If they are combatants Prisoners of War then they are covered by the Third Geneva Convention (GCIII) until and unless "their status has been determined by a competent tribunal(GCIII Art 5) to be that of a non-combatant or an unlawful combatant in which case they are covered by Fourth Geneva Convention (GCIV) unless they are "Nationals of a State which is not bound by the Convention are not protected by it. Nationals of a neutral State who find themselves in the territory of a belligerent State, and nationals of a co-belligerent State, shall not be regarded as protected persons while the State of which they are nationals has normal diplomatic representation in the State in whose hands they are."(GCIV Art 4. paragraph 2). But even if they are covered by GCIV the US can waver a detainee's GCIV rights by invoking GCIV Article 5. "is satisfied that an individual protected person is definitely suspected of or engaged in activities hostile to the security of the State, such individual person shall not be entitled to claim such rights and privileges under the present Convention as would, if exercised in the favour of such individual person, be prejudicial to the security of such State."

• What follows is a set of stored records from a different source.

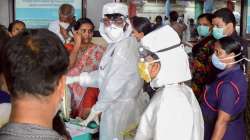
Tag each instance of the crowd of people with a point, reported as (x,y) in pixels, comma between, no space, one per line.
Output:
(139,79)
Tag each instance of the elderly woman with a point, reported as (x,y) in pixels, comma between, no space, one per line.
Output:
(85,57)
(225,98)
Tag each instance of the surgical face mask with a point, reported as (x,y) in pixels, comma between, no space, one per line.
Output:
(143,70)
(218,33)
(64,25)
(203,30)
(114,32)
(220,65)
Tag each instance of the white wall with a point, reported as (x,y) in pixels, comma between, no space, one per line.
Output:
(94,10)
(6,13)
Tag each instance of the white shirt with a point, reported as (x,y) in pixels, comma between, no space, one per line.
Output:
(55,27)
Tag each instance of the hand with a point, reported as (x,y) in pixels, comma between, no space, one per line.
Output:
(93,116)
(72,79)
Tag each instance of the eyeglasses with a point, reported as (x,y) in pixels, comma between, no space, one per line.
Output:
(117,21)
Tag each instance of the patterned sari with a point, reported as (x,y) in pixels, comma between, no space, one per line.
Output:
(87,60)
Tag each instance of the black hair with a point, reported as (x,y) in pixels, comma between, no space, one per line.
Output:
(4,37)
(158,18)
(173,15)
(226,15)
(142,24)
(81,21)
(229,45)
(11,25)
(208,16)
(34,62)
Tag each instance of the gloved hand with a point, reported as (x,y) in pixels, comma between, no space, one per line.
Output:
(72,79)
(93,116)
(81,79)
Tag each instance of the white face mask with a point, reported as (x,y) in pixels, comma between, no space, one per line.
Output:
(64,25)
(114,32)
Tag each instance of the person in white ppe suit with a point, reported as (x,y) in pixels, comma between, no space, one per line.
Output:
(173,112)
(119,101)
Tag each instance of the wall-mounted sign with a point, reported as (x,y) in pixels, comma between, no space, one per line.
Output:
(38,13)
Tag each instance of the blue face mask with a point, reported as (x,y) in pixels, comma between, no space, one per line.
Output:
(218,33)
(203,30)
(217,63)
(220,65)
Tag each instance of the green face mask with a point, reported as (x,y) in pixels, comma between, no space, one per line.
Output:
(218,33)
(203,30)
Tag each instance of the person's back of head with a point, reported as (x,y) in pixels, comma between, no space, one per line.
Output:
(158,19)
(66,13)
(34,62)
(4,37)
(173,15)
(226,15)
(16,27)
(5,106)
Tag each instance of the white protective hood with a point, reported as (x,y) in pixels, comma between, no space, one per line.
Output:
(111,8)
(174,62)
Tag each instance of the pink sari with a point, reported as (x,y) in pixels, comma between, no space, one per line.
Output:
(87,60)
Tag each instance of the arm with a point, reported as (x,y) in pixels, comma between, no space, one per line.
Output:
(221,125)
(73,54)
(227,99)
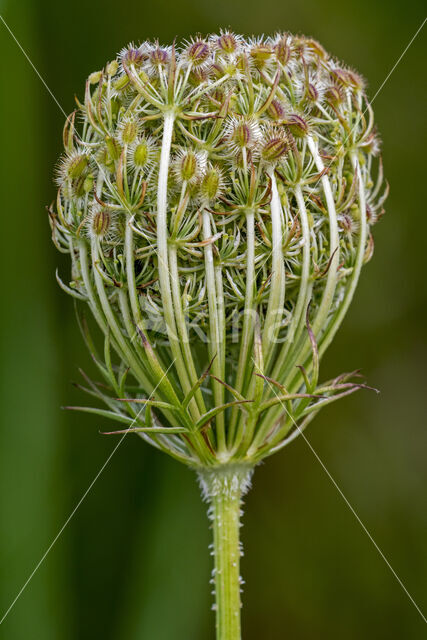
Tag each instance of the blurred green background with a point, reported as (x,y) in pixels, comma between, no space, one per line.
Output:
(133,562)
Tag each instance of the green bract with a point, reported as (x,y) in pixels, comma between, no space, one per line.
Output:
(216,201)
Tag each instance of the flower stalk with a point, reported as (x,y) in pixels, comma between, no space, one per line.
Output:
(224,490)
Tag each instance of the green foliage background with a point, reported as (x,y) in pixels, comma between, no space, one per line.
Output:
(133,562)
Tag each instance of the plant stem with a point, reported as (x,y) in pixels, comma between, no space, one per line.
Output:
(224,488)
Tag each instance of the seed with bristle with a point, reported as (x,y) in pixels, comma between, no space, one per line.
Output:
(276,110)
(334,94)
(159,57)
(132,56)
(76,165)
(101,222)
(282,50)
(212,184)
(128,131)
(260,54)
(227,42)
(274,147)
(243,133)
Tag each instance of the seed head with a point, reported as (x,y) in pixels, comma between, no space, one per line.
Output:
(217,200)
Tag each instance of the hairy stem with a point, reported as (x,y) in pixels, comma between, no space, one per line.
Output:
(224,488)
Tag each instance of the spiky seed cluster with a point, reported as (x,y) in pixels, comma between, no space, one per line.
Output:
(216,202)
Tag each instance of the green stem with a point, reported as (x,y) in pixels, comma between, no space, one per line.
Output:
(224,487)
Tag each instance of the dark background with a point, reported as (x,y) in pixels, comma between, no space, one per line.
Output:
(133,562)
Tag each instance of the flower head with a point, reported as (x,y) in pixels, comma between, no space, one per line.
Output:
(218,205)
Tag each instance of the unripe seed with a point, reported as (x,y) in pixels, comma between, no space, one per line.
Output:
(101,222)
(198,52)
(297,125)
(76,166)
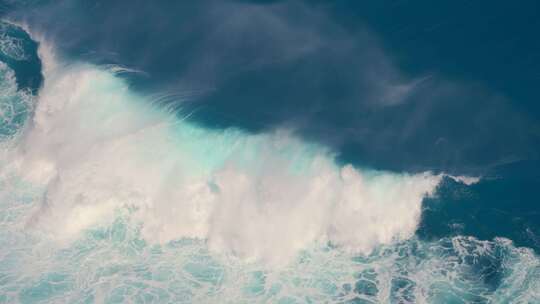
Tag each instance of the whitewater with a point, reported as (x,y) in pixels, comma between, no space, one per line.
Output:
(107,196)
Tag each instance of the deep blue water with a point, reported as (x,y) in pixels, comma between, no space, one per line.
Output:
(403,86)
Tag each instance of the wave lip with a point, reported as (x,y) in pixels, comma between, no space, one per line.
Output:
(98,147)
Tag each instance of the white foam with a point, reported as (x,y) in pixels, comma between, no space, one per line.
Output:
(98,147)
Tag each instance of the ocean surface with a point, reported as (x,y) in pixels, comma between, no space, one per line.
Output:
(269,152)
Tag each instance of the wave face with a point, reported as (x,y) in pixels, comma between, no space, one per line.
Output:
(107,196)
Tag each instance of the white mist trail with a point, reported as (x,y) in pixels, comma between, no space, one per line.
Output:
(97,147)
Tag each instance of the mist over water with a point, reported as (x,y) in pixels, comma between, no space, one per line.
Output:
(125,180)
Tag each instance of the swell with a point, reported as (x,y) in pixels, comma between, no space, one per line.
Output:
(97,147)
(107,197)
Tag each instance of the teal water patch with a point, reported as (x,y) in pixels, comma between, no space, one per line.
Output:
(15,105)
(19,52)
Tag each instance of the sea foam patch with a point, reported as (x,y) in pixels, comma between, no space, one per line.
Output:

This means that for many of the detainees being held by the US, they do not have the protection of the Geneva Convetions (GCs). So in many cases the US does not have to report that they are holding a person to the Red Cross because the person is not covered by the GCs and any prohibitions on torture in GCIV are not applicable.

For those held in Iraq it is even more complicated because it depends on whether the person being held is being held in an internal or an international conflict.

[edit] International European ruling on sensory deprivation

Although not binding on the US in any way, this ruling is a useful indicator of international judicial views on the "stress and duress" methods authorised for use by the US administraion.

In 1978 in the European Court of Human Rights(ECHR) trial "Ireland v. the United Kingdom" the facts were not in dispute and the judges court published the following in their judgement:

These methods, sometimes termed "disorientation" or "sensory deprivation" techniques, were not used in any cases other than the fourteen so indicated above. It emerges from the Commission's establishment of the facts that the techniques consisted of ...wall-standing; hooding; subjection to noise; deprivation of sleep; deprivation of food and drink.

These were referred to by the court as the five techniques. The court ruled:

167. ... Although the five techniques, as applied in combination, undoubtedly amounted to inhuman and degrading treatment, although their object was the extraction of confessions, the naming of others and/or information and although they were used systematically, they did not occasion suffering of the particular intensity and cruelty implied by the word torture as so understood. ...
168. The Court concludes that recourse to the five techniques amounted to a practice of inhuman and degrading treatment, which practice was in breach of [the European Convention on Human Rights] Article 3 (art. 3).